CREATE TABLE "public"."user" (
  id INT PRIMARY KEY GENERATED BY DEFAULT AS IDENTITY,
  name TEXT,
  email TEXT NOT NULL UNIQUE
);
CREATE TABLE "public"."user_details" (
  id INT PRIMARY KEY GENERATED BY DEFAULT AS IDENTITY,
  user_email TEXT NOT NULL UNIQUE REFERENCES "public"."user" (email),
  name TEXT
);

user table metadata.

table:
  name: user
  schema: public
object_relationships:
  - name: user_detail
    using:
      manual_configuration:
        column_mapping:
          email: user_email
        insertion_order: after_parent
        remote_table:
          name: user_details
          schema: public

user_details table metadata

table:
  name: user_details
  schema: public

Mutation

mutation InsertUser {
  insert_user (objects: {
    name: "bob",
    email: "[email protected]",
    user_detail: {
      data: {
        name: "bob"
      }
    }
  }) {
    affected_rows
  }
}

Error

{
  "errors": [
    {
      "extensions": {
        "code": "validation-failed",
        "path": "$.selectionSet.insert_user.args.objects[0].user_detail"
      },
      "message": "cannot insert object relationship \"user_detail\" as \"email\" column values are already determined"
    }
  ]
}

This feels like an unintended oversight, and perhaps something we should improve on.

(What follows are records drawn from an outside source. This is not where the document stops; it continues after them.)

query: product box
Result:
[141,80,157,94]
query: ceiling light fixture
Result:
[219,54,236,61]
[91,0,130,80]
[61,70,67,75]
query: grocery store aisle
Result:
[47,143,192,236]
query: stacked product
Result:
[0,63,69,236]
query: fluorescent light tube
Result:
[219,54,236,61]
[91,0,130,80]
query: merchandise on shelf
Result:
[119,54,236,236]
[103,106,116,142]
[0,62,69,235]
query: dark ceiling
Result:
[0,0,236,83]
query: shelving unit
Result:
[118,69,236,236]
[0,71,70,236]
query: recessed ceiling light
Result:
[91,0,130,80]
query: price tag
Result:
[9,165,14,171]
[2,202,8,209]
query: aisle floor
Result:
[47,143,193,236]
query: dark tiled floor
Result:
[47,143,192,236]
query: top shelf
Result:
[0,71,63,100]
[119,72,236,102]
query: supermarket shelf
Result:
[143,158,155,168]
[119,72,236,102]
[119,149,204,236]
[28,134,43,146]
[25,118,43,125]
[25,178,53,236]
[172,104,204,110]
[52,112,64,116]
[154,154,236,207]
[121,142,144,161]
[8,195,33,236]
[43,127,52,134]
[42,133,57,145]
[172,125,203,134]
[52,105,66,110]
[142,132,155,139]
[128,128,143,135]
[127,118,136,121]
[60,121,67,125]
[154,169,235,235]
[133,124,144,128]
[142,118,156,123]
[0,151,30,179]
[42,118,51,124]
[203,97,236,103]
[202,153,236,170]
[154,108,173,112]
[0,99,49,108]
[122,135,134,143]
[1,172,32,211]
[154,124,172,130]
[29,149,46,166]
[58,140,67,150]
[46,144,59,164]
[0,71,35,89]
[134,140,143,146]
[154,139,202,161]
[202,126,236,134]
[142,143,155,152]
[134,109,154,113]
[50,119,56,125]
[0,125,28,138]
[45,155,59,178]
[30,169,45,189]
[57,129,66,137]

Based on the test case for this error, this may be an unintended interaction caused by setting the insertion order. It seems the check intends to prevent child records from setting values for the parent record when the parent record is created in the same mutation. However in this case the insertion order is reversed, so this should insertion should be permitted.

Note that as a workaround, it's possible to reverse the mutation to insert the child object as parent (assuming we add the relationship):

mutation InsertUser {
  insert_user_details (objects: {
    name: "bob",
    user: {
      data: {
        name: "bob"
        email: "[email protected]",
      }
    }
  }) {
    affected_rows
  }
}

BenoitRanque avatar Mar 20 '23 15:03 BenoitRanque

This has been addressed in v2.30.0-beta.1.

We now skip the check that relationship columns can be over-specified when the insertion order is 'after_parent', allowing the parent row to provide the key columns for a child relationship.